I'm not sure how to answer the other questions without the full story here - are you able to share the logs from the leader and follower (filtered to just the raft libary output with timestamps) so we can help understand.

This does sound like a bug potentially. The one way I can think it could possibly happen now would be if you have network connectivity issue on the replication TCP connection - the replication loop could in theory get stuck waiting for a response indefinitely if it gets just enough packets to keep the connection alive but not actually a full response. This makes sense because the standard NetworkTransport uses a separate TCP connection for heartbeats to avoid head-of-line blocking on IO, the tradeoff is it's possible for one to fail but not the other at the switch level. This is very unusual but it is possible!
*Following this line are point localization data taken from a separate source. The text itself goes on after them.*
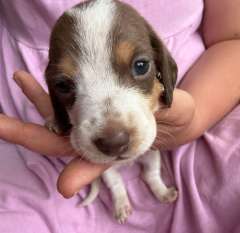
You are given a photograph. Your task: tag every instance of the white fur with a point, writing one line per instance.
(99, 82)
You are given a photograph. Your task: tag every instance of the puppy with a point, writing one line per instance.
(108, 73)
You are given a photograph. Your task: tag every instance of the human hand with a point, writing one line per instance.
(78, 172)
(39, 139)
(174, 125)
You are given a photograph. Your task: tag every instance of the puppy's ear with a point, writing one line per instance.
(61, 118)
(166, 67)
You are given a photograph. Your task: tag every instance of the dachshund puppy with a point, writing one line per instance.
(108, 73)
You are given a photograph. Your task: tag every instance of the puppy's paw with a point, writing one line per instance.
(169, 196)
(122, 210)
(52, 126)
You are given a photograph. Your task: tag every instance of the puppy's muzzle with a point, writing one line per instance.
(113, 142)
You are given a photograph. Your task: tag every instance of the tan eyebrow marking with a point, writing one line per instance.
(124, 52)
(68, 66)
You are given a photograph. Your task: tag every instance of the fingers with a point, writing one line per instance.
(76, 175)
(34, 92)
(34, 137)
(173, 123)
(181, 111)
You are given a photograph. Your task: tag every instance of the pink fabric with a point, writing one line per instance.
(205, 171)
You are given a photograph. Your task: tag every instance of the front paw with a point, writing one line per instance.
(122, 209)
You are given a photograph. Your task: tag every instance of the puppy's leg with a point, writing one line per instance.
(52, 125)
(122, 206)
(151, 162)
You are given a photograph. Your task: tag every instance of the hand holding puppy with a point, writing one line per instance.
(172, 122)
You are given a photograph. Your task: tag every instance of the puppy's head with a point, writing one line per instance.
(107, 70)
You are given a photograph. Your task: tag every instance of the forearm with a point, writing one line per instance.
(214, 83)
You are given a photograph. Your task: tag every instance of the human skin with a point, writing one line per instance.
(217, 71)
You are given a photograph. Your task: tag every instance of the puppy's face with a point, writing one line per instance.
(103, 63)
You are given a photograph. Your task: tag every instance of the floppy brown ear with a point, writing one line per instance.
(166, 66)
(61, 118)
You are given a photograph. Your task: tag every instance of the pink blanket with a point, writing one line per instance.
(205, 171)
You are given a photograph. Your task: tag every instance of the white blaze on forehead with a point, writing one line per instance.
(96, 22)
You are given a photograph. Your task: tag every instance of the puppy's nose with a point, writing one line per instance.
(114, 143)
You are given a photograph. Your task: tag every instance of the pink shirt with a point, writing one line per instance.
(205, 171)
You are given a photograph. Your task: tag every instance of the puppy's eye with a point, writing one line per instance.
(64, 85)
(140, 67)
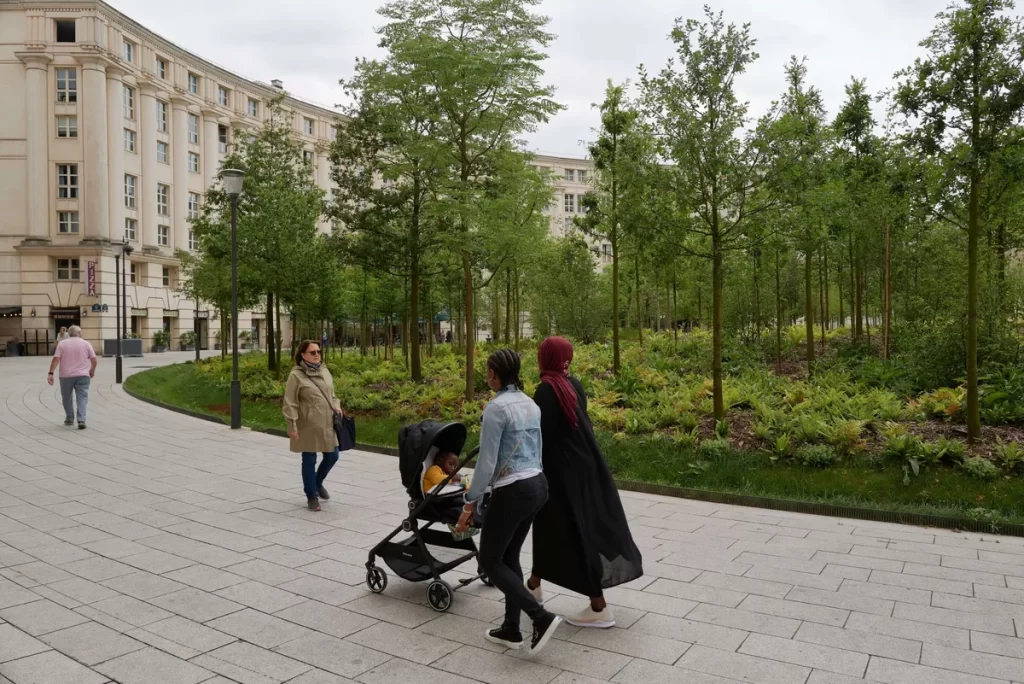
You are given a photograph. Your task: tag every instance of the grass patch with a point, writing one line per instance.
(712, 465)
pranayhere commented 3 months ago

Hi @banks, Thank you for the reply.

To answer your question, we currently use NetworkTransport provided by the library itself. I checked further for aborting pipeline replication but i couldn't find it in the logs. Let me share all the logs between the 9.40am to 9.50am. Issue happened between 9.44am to 9.45am

Leader Logs:

Info 2024-08-22 09:40:10.019Z snapshot.go:179 _podname=Leader _msg=raft: starting snapshot up to index=151113998
Info 2024-08-22 09:40:10.178Z snapshot.go:241 _podname=Leader_msg=raft: compacting logs from=151069001 to=151103759
Info 2024-08-22 09:40:10.858Z snapshot.go:209 _podname=Leader_msg=raft: snapshot complete up to index=151113998
Warn 2024-08-22 09:41:27.628Z raft.go:1064 _podname=Leader _msg=raft: failed to contact server-id=<Follower> time=511.794387ms
Info 2024-08-22 09:43:36.899Z snapshot.go:179 _podname=Leader _msg=raft: starting snapshot up to index=151144158
Info 2024-08-22 09:43:37.068Z snapshot.go:241 _podname=Leader _msg=raft: compacting logs from=151103760 to=151134065
Info 2024-08-22 09:43:37.729Z snapshot.go:209 _podname=Leader _msg=raft: snapshot complete up to index=151144158
Info 2024-08-22 09:46:28.521Z snapshot.go:179 _podname=Leader _msg=raft: starting snapshot up to index=151171829
Info 2024-08-22 09:46:28.679Z snapshot.go:241 _podname=Leader _msg=raft: compacting logs from=151134066 to=151161589
Info 2024-08-22 09:46:29.199Z snapshot.go:209 _podname=Leader _msg=raft: snapshot complete up to index=151171829
Warn 2024-08-22 09:48:18.884Z raft.go:1064 _podname=Leader _msg=raft: failed to contact server-id=<Follower> time=543.103886ms

Follower Logs:

Info 2024-08-22 09:40:24.046Z snapshot.go:179 _podname=Follower _msg=raft: starting snapshot up to index=151115969
Info 2024-08-22 09:40:24.226Z snapshot.go:241 _podname=Follower _msg=raft: compacting logs from=151071927 to=151105729
Info 2024-08-22 09:40:24.826Z snapshot.go:209 _podname=Follower _msg=raft: snapshot complete up to index=151115969
Info 2024-08-22 09:42:28.375Z snapshot.go:179 _podname=Follower _msg=raft: starting snapshot up to index=151134079
Info 2024-08-22 09:42:28.536Z snapshot.go:241 _podname=Follower _msg=raft: compacting logs from=151105730 to=151123871
Info 2024-08-22 09:42:28.866Z snapshot.go:209 _podname=Follower _msg=raft: snapshot complete up to index=151134079
Error 2024-08-22 09:44:36.115Z raft.go:1540 _podname=Follower _msg=raft: failed to append to logs error=unable to store logs within log store, err=Error 1213 (40001): Deadlock found when trying to get lock; try restarting transaction
Warn 2024-08-22 09:44:36.126Z raft.go:1485 _podname=Follower _msg=raft: failed to get previous log previous-index=151153341 last-index=151153296 error=log not found
Warn 2024-08-22 09:44:36.136Z raft.go:1485  _podname=Follower _msg=raft: failed to get previous log previous-index=151153342 last-index=151153296 error=log not found
Info 2024-08-22 09:45:29.855Z snapshot.go:179 _podname=Follower _msg=raft: starting snapshot up to index=151153288
Info 2024-08-22 09:45:29.986Z snapshot.go:241 _podname=Follower _msg=raft: compacting logs from=151123872 to=151143056
Info 2024-08-22 09:45:30.346Z snapshot.go:209 _podname=Follower _msg=raft: snapshot complete up to index=151153288

Meanwhile, I'll also check further from pipelineReplicate perspective. Thanks for the direction.